Lab Notes: The chilling science behind a warming shot
Single malt whisky is one of the finer fruits of fermentation science. At this time of year particularly, there is nothing like the sensory pleasure of feeling the aromatic flavours of a Scotch malt as it rolls around the palate – sending warm tingles down the chilliest of winter spines.
There are many alcoholic drinks made from the chemical waste products of a microbial yeast, but the sheer variety of Scotch whisky flavours is an elegant tribute to the wonders of natural fermentation and the powers of gentle ageing in a wooden cask.
Why then would we ever want to interfere with what nature can offer in terms of taste? This is at the heart of an on-going debate within the finer fringes of whisky-drinking circles over the question of whether single malt whiskies should be "chill filtered" before they are bottled.
Chill filtering is a process introduced relatively recently – primarily in the 1970s – to rid unwanted chemicals in the whisky. These substances, polyphenols such as fatty esters and aldehydes, cause the unfiltered whisky to go cloudy when ice or water are added, or if the whisky bottle is kept at a cold-enough temperature.
The cloudiness does not affect flavour, indeed many would say it enhances it, but it was considered to interfere with the aesthetics of presentation, particularly in countries where ice is routinely added to whisky.
Whisky makers got round the "problem" by cooling the whisky to about 2C prior to bottling and running the liquid slowly through a series of filters to take out the offending cloudy clumps of polyphenols.

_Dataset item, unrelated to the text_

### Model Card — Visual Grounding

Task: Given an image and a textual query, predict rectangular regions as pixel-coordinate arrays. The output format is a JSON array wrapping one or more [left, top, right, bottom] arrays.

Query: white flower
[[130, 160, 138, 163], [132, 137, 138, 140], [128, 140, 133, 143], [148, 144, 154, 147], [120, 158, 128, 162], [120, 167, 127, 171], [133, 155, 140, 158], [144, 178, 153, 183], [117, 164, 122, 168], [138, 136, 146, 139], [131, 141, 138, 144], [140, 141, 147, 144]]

It was a triumph of marketing over taste because many of these organic chemicals actually imparted their own aroma and flavour.
"What chill filtration really does is make whisky pretty. It makes it more appealing on the shelf," says Ian MacMillan, the master blender of Burn Stewart Distillers, which owns the Tobermory Distillery on the Isle of Mull.
"It's a cosmetic thing, but these compounds have been there since the whisky was distilled and they evolve over the years of maturation, creating aroma and flavour profiles. Why would you want to remove these?" MacMillan asks.
Why indeed. It was for this reason that Burn Stewart Distillers decided to rid chill filtration from its entire range of malts, which includes the briny-tasting Ledaig from the same Tobermory Distillery that produces the smoother malt of the same name, and the 12-year-old Bunnahabhain whisky, made on the island of Islay.
Having tried both the un-chill filtered Tobermory and the Ledaig, I can attest to their superb quality, although I cannot vouch on how much better they are compared to their chill-filtered counterparts, not having comparison "control" samples to hand.
However, MacMillan's judgement is unequivocal. "There is more of a depth, they are more complex and aromatic than when they've gone through the chill filtration process.
"Tasting them side by side you would certainly pick up more intensity on the nose. On the mouth feel, there is also more depth. It has more layers to the whisky and it adds to the length as it stays on the palate. It has a better aromatic feel and flavour," he adds.
There are a few other un-chill filtered malt whiskies, such as Bruichladdich and the 10-year-old Ardbeg – and the Gaelic whisky Te Bheag can apparently be bought in chill filtered and un-chill filtered versions. But no whisky manufacturer, as far as I know, has quite gone as far as Burn Stewart Distillers and abolished the practice from across its entire range of single malts.
It's a bold move in the conservative world of Scotch whisky making. But it's a triumph of taste over the banalities of appearance.